Lying down in the Citi Field grass, under a starlit sky in the heart of Queens, I realized how ridiculous the whole night was. Four hundred people left the comfort of their homes and their beds for a night to sleep on cold, hard ground. But not just any cold, hard ground. The Mets’ cold, hard ground. The same cold, hard ground where Johan Santana threw his no-hitter; where — to the possible dismay of Mr.
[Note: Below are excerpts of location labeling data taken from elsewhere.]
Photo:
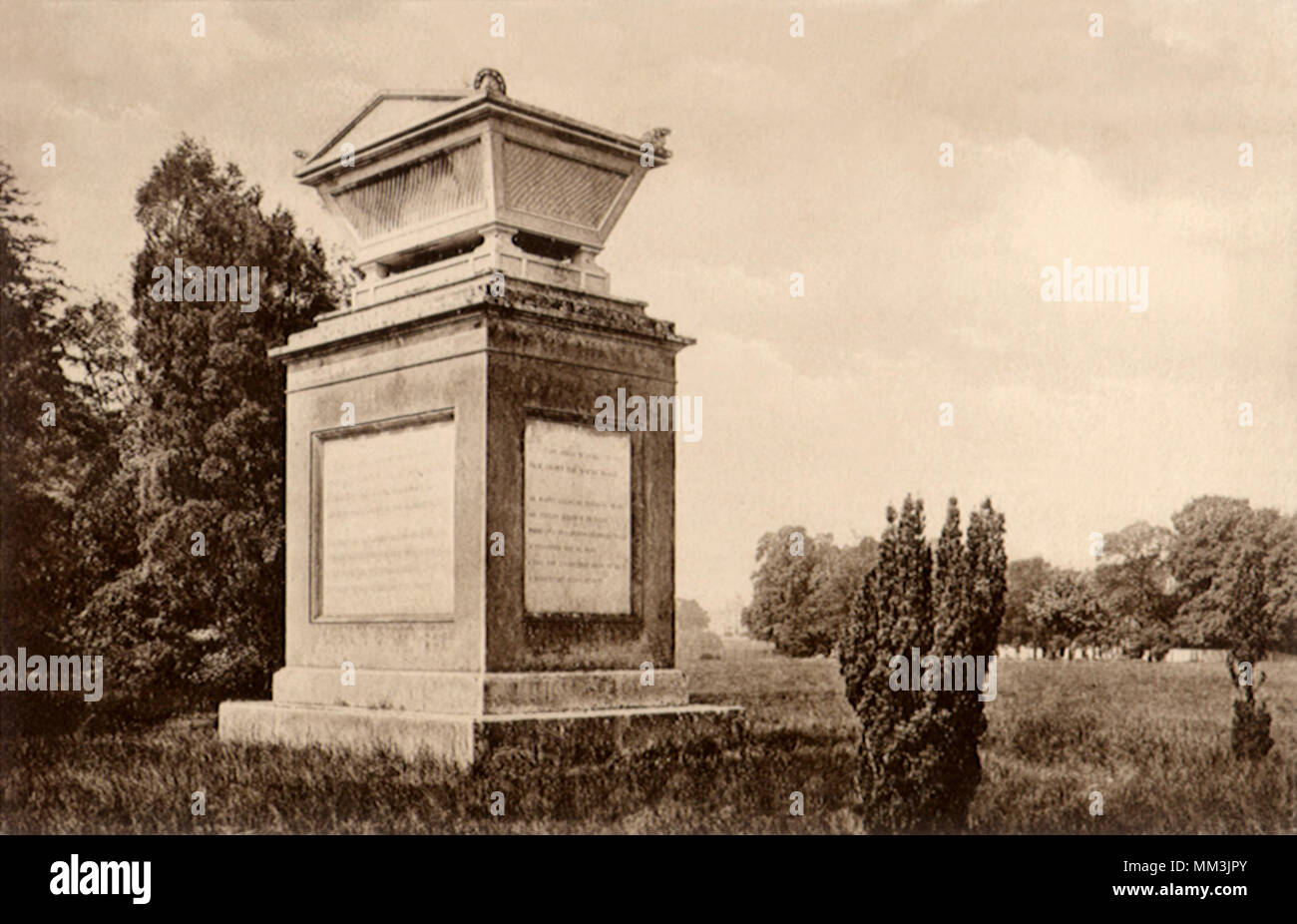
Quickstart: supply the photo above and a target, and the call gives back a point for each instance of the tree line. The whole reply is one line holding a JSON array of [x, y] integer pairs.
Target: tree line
[[1152, 588], [143, 479]]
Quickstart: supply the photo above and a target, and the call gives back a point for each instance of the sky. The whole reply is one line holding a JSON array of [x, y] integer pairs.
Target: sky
[[815, 155]]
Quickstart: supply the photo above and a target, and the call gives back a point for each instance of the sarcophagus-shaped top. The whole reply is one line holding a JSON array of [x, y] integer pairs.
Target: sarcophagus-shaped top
[[458, 182]]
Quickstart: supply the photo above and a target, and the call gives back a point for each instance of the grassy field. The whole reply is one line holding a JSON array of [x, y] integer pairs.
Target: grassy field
[[1152, 738]]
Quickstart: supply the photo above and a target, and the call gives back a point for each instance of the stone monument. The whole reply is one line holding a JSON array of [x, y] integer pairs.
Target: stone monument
[[471, 564]]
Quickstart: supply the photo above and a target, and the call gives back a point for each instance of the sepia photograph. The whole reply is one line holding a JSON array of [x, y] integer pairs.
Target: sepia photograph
[[864, 419]]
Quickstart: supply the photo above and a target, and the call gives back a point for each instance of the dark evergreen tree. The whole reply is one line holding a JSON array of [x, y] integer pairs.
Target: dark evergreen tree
[[920, 764], [206, 440]]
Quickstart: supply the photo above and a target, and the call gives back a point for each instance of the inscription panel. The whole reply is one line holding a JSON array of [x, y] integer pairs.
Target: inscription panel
[[578, 519], [385, 544]]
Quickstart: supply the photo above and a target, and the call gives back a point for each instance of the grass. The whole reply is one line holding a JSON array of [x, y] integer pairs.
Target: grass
[[1152, 738]]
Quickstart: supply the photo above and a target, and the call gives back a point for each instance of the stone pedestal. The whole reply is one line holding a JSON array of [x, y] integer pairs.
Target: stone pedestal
[[462, 404], [471, 562]]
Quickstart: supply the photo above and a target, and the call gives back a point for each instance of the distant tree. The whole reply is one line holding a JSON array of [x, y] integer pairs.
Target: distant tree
[[1248, 630], [802, 590], [38, 476], [920, 765], [206, 437], [59, 426], [1136, 590], [690, 617], [1024, 578], [1211, 538], [1065, 614]]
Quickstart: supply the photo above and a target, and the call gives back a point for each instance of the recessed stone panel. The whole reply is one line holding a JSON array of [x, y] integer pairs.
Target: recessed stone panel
[[578, 519], [385, 544]]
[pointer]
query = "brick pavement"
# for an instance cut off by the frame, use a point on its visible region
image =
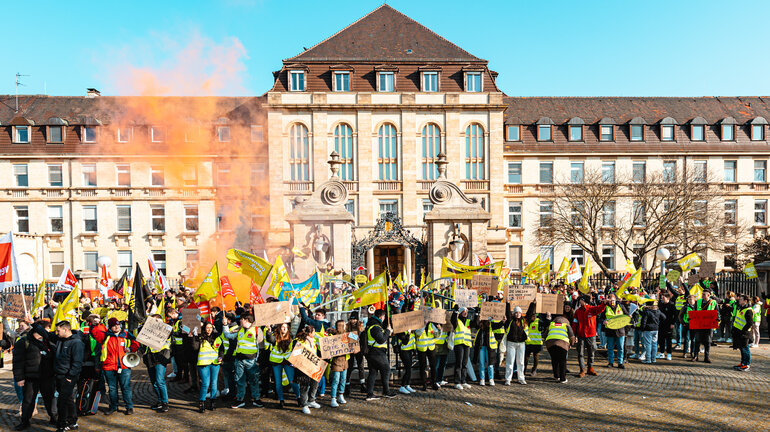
(671, 396)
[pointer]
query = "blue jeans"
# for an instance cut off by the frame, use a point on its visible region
(247, 370)
(614, 343)
(124, 379)
(289, 370)
(208, 375)
(338, 383)
(484, 367)
(158, 379)
(650, 345)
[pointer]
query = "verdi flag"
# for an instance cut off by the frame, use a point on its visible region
(210, 287)
(375, 291)
(250, 265)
Kranepool — David Wright set a new all-time Met hit record; where Matt Harvey continues to contend for the Cy Young; and where the Mets will, fingers crossed, someday win a World Series.

And for the next 50 years — or however long Citi Field sticks around — I can point from my seats at the ballpark or at the screen at a friend’s house and say that I slept right there, right behind second base, close enough to touch the infield dirt (if the waiver had let me).

When the movie was over, both scoreboards played a looping animation of a cartoon sheep jumping over a fence with an eerily superimposed Mr. Met head over where the sheep’s head should have been. Written above it was, “Get some sleep/Count some sheep.”

This mildly unsettling animation, coupled with fathers and sons still playing catch in the outfield, made counting sheep a bit difficult — let alone getting sleep. But I didn’t want to get sleep anyway.

Sure, the Mets give us a lot worth sleeping through between their string of sub-.500 records and generally underwhelming offense. But Saturday night, watching Wheeler from the outfield grass, I understood:

All that sleep doesn’t come void of dreams, even if those dreams might sometimes leave us a little less orange and a little more blue.

This time, luckily enough, I think I erred on the side of orange.